Saturday, November 15, 2008

Putting it into persepective.

I have just discovered that my ex's wife has died.

At 35 I have had a few ex's but this is The Ex. The one i spent three years with, lived with and then spent another three years getting over. We didn't part on bad terms but there was a fair amount of resentment (on my part), hurt and prolonged drinking and smoking binges. I had always blamed it on the age difference - he is younger than me - and hated him for being very immature about certain things.

We have had no contact in 6 years but his sister and I do speak from time to time. She got in touch recently to say she was getting married and we had a quick catch up. Now the deed is done I scanned her photos on Facebook to see what The Ex looks like now getting ready with the catty comments about hairline, waistline etc etc (incidentally, very little change at all except waistline and people in glasshouses...!) when i realised she had emailed me bringing me up to date with things.

I had asked her if The Ex had got married as I knew he'd been engaged for a while... i wasn't prepared for the response at all and it hit me like a punch in the gut. He had married only a month before his sister but his wife had died of cancer only 10 days later. Obviously they knew she was seriously ill but clearly had not counted on having only a short time of married life together.

I didn't know the girl, nor have i seen The Ex in 6 years but all of a sudden the tears started and wouldn't stop. I couldn't wish that kind of tragedy on my worst enemy least of all on someone I loved and cared about for a long time. In the space of 6 weeks he had his own wedding, the funeral of his wife and then had to stand and be happy for his little sister's big day.

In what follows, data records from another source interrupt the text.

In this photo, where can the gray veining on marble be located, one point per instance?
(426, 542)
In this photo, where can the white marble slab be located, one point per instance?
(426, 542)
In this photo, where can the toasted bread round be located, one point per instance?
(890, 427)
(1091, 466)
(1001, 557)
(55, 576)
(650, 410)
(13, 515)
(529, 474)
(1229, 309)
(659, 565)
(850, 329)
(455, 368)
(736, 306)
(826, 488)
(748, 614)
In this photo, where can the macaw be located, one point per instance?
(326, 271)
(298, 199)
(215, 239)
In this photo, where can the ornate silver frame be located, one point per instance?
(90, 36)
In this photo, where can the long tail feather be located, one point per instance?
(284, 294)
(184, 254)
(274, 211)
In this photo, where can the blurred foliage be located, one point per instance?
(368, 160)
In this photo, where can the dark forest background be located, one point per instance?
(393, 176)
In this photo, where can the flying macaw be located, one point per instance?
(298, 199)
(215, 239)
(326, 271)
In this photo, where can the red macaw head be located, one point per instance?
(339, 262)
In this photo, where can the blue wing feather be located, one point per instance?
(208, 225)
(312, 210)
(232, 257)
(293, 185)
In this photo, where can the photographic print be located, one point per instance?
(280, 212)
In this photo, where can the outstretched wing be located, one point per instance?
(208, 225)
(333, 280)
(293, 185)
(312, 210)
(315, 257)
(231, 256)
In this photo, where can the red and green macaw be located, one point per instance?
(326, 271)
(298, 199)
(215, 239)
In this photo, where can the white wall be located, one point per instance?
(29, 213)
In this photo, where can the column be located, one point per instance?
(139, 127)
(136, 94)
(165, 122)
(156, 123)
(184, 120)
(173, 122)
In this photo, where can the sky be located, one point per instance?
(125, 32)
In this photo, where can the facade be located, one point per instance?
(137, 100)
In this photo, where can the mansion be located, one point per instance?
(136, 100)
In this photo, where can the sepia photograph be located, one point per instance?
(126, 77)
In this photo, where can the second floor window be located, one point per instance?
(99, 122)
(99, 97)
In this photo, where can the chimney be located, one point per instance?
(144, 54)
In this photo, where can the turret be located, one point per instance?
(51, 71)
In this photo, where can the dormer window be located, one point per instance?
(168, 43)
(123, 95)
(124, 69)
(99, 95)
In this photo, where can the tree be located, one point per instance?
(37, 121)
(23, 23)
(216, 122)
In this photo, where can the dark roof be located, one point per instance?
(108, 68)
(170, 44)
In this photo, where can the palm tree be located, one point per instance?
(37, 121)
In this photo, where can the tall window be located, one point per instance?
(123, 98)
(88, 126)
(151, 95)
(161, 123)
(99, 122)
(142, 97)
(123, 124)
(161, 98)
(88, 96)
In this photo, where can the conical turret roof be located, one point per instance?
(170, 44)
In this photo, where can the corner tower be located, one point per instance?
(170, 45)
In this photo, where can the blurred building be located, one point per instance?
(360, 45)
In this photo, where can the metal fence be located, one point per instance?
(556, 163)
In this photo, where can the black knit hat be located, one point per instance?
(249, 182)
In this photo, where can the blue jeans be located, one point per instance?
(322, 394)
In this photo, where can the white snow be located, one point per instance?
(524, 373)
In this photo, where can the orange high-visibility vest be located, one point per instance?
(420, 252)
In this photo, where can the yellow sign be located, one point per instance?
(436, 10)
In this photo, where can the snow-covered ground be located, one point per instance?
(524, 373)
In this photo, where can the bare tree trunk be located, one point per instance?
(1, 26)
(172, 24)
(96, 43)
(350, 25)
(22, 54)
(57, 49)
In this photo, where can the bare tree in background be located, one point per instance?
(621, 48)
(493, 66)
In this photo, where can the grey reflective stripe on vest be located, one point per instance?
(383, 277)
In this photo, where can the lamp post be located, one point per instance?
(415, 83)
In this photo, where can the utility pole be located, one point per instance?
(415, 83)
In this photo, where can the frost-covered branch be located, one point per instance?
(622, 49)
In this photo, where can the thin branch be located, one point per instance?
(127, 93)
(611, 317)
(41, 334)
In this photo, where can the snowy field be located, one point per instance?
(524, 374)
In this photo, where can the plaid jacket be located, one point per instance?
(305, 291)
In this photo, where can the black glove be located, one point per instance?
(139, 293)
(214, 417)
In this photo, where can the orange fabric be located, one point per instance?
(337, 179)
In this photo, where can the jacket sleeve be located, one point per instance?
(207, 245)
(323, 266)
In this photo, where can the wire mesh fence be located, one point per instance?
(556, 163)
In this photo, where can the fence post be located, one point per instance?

I have a newfound respect for him and also it has put things into perspective for me. I don't know if I could have the strength to do that knowing what could be around the corner. Boyfriend isn't here right now, but all I want to do it hug him and make sure he's okay and forget about the trivial spats about untidiness and flooding the bathroom.

It's made me realise that the crap I went through in The Breakup and the things and time I lost in that period really don't matter. They're not important. You can earn more money, you can get another flat but you can't bring someone back when they are gone for good.

I'd like to call him to say how sorry I am for his loss but it's not appropriate and I know he has people around him that love him and who will look after him. So, for my contribution, this is where it stops. After today there will be no catty comments when I'm reminiscing with the girls over past loves. As far as I'm concerned we're back on a level playing field. He and I both made mistakes and said things we shouldn't have but he's done the thing I wanted him to do which was to grow up and take some responsibility. I think he's more than done that and I really wish that he hadn't had to have done it this way.